The strengths of this study lie in the use of a large-scale, multi-institutional database to study intubated critically ill children. However, it has several limitations. This was an observational study, and thus many of the variables included are subject to selection bias and only associations can be made. The study cohorts were divided based on year of admission and were found to have multiple differences between them.
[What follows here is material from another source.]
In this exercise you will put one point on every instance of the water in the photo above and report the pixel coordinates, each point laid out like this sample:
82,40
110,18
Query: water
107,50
Only the initial episode of invasive mechanical ventilation was measured in the study and used for analysis, thus missing potentially relevant data on extubation failure and need for re-intubation with further invasive mechanical ventilation.
The variables used in the prediction models were limited to those collected in the VPS database and do not include potentially influential data elements such as medications (eg, sedatives, neuromuscular-blocking agents), endotracheal tube details (eg, size, route), net fluid balance, etc. Finally, large database sets inherently have the potential for data entry error and are subject to issues with inter-rater reliability, although VPS has measures in place to ensure quality data.17
Conclusions
In this study, we used data obtained in the first 24 h of PICU stay in a large, multi-center data set to predict duration of invasive mechanical ventilation. The model performed poorly in patient-level predictions but had good performance at a population level and could be used for benchmarking purposes across institutions.
Footnotes
The authors have disclosed no conflicts of interest.
A version of this paper was presented at the PALISI Fall Meeting, held September 19–22, 2022, in Indianapolis, Indiana.